Fiddler crabs trade sex for survival, study finds

SYDNEY — In the world of fiddler crabs, the best form of protection for females is, apparently, having sex with the neighbors, according to an Australian study published today.

Researchers from The Australian National University in Canberra found male fiddler crabs will happily defend a nearby female against intruders — partly because the females will dole out sex in return.

“The fact that the neighbor comes over and helps to defend another territorial individual is pretty unusual,” said Michael Jennions, who helped conduct the study, the results of which were published in the journal Biology Letters.

“This study shows, for the first time, that in exchange for sex and other benefits, males protect their female neighbors from territory-seeking male intruders. The paper provides the first evidence of ‘defense coalitions’ between territorial males and females,” he said.

Jennions and fellow ANU researchers Richard Milner and Patricia Backwell studied the behavior of fiddler crabs living in mud flats off the African country of Mozambique in October and November 2008. Male fiddler crabs have giant claws to defend themselves, but the researchers wanted to see how female crabs — which have only two small feeding claws — protect their homes.

Fiddler crabs are territorial and live in burrows. The researchers gathered crabs from distant parts of the mud flats and tethered them near new, occupied burrows. In 21 trials involving male intruders, the researchers found that male crabs would scuttle over to fight off the invaders on a female neighbor’s territory 95 percent of the time. But in 20 trials involving female intruders, the males crabs only fought off the invaders 15 percent of the time.

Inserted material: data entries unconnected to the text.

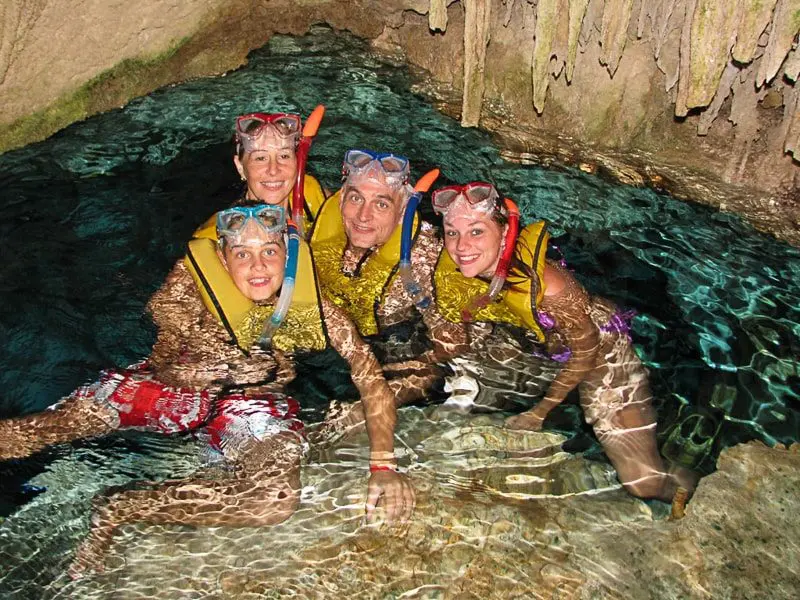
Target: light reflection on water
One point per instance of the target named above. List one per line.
(94, 217)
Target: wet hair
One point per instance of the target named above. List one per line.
(406, 190)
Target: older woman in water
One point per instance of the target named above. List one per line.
(270, 156)
(489, 272)
(207, 373)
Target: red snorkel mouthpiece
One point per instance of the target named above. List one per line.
(411, 285)
(298, 193)
(501, 271)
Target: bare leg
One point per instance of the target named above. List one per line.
(265, 490)
(617, 402)
(71, 419)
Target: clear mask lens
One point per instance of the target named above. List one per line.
(233, 221)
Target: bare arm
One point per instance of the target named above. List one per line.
(568, 303)
(379, 407)
(367, 377)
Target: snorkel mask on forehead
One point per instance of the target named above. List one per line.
(482, 197)
(359, 163)
(235, 224)
(249, 127)
(243, 225)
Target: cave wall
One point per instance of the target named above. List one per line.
(704, 86)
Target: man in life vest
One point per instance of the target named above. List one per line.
(375, 260)
(231, 394)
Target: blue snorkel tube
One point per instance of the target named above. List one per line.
(410, 284)
(287, 289)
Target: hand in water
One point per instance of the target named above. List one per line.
(395, 493)
(529, 421)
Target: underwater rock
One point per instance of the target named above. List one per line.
(713, 32)
(614, 32)
(782, 33)
(437, 17)
(755, 15)
(577, 10)
(471, 536)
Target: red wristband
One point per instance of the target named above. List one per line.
(376, 468)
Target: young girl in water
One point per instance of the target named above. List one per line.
(205, 373)
(588, 333)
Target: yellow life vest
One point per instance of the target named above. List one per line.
(514, 303)
(315, 197)
(303, 327)
(361, 294)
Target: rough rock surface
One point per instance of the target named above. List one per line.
(598, 78)
(499, 514)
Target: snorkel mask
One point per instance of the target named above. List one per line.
(482, 197)
(394, 170)
(364, 163)
(242, 225)
(287, 127)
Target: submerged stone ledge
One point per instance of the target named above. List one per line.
(694, 96)
(499, 514)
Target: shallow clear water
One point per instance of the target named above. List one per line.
(94, 217)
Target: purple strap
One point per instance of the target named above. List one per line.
(619, 322)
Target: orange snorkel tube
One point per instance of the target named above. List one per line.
(412, 285)
(298, 194)
(501, 271)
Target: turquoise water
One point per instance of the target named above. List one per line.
(94, 217)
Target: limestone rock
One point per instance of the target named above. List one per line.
(476, 37)
(755, 15)
(616, 18)
(437, 17)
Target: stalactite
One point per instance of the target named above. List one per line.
(681, 110)
(437, 15)
(723, 91)
(577, 10)
(785, 25)
(9, 19)
(476, 38)
(713, 33)
(614, 33)
(594, 14)
(792, 117)
(547, 12)
(755, 17)
(792, 70)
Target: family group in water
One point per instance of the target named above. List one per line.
(290, 268)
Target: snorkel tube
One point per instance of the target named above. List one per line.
(411, 285)
(298, 194)
(287, 289)
(501, 272)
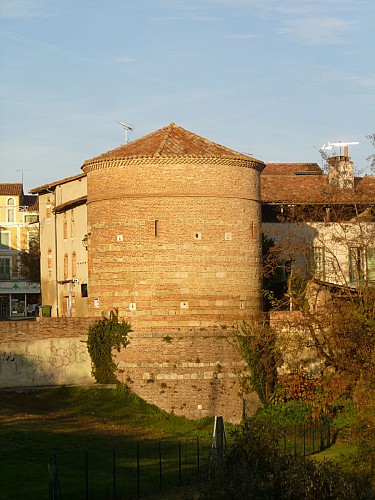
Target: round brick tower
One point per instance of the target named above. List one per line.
(174, 232)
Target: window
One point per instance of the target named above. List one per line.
(356, 264)
(49, 258)
(11, 213)
(371, 264)
(31, 218)
(74, 265)
(319, 263)
(48, 208)
(33, 239)
(65, 227)
(5, 268)
(4, 240)
(72, 224)
(65, 266)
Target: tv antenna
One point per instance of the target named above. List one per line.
(339, 144)
(126, 128)
(22, 171)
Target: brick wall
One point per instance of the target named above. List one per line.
(192, 373)
(176, 243)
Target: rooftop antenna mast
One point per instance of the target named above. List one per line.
(126, 128)
(22, 171)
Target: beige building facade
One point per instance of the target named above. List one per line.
(324, 223)
(63, 247)
(19, 231)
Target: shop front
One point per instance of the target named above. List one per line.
(19, 303)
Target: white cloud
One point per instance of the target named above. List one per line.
(337, 75)
(317, 30)
(239, 36)
(125, 60)
(11, 9)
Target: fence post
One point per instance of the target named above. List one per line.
(87, 474)
(138, 485)
(114, 474)
(198, 458)
(313, 436)
(179, 463)
(160, 470)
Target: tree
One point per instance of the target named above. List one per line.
(105, 335)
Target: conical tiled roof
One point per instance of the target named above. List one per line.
(170, 141)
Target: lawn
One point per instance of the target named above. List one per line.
(106, 443)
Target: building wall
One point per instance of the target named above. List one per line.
(332, 252)
(177, 243)
(17, 229)
(61, 234)
(193, 373)
(190, 373)
(48, 351)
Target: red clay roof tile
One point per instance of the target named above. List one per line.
(170, 141)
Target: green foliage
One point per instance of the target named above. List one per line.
(283, 414)
(105, 335)
(256, 469)
(257, 343)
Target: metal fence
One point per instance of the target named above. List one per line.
(125, 473)
(148, 468)
(307, 438)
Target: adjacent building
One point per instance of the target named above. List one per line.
(324, 222)
(166, 230)
(19, 232)
(63, 246)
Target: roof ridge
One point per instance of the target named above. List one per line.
(163, 143)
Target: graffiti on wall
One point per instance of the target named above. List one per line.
(59, 357)
(44, 365)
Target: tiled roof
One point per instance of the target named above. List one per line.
(290, 183)
(51, 185)
(11, 189)
(31, 202)
(170, 141)
(292, 169)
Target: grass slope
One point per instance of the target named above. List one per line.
(88, 430)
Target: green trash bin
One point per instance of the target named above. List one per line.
(46, 311)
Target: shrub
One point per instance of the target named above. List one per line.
(105, 335)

That suggests the male crabs preferred to keep females nearby, largely because they will almost always have sex with their male neighbors, Jennions said.

Most of the time, female fiddler crabs are selective about their partners and choose to mate in the male’s burrow. But the researchers also found females mating on the surface — and 85 percent of the time the surface sex was with a neighbor. The researchers speculated the female crabs were having the neighborly sex in exchange for some sort of benefit. In this case, that benefit appeared to be protection, Jennions said.

Orpha Bellwood, a lecturer of marine and tropical biology at James Cook University in Townsville, said she was particularly interested in the motivations behind the crabs having sex on the surface, which is unusual and makes them vulnerable to predators.

Bellwood wonders whether it might just be the proximity of the crabs to their own homes that allows them to feel safe enough to mate in the open, or whether the females are indeed gaining some sort of protective advantage by doing so.

“It opens up a lot of those questions,” she said.

Peter Davie, senior curator of the Queensland Museum in Brisbane, said the males are known to use their claws to protect themselves.

“But to have that sort of encompass the territories of the females as part of his sexual territory sounds quite interesting,” said Davie, who has spent 30 years studying crabs.

Swapping sex for favors is not unheard of in the animal kingdom. Antarctica’s Adelie penguins exchange sex for highly coveted stones used for nest building.

Another reason the crabs might help fight off their neighbors’ intruders is to keep a familiar comrade next door, Jennions said. Even for crabs, he said, sometimes it’s a case of “better the devil you know than the devil you don’t.”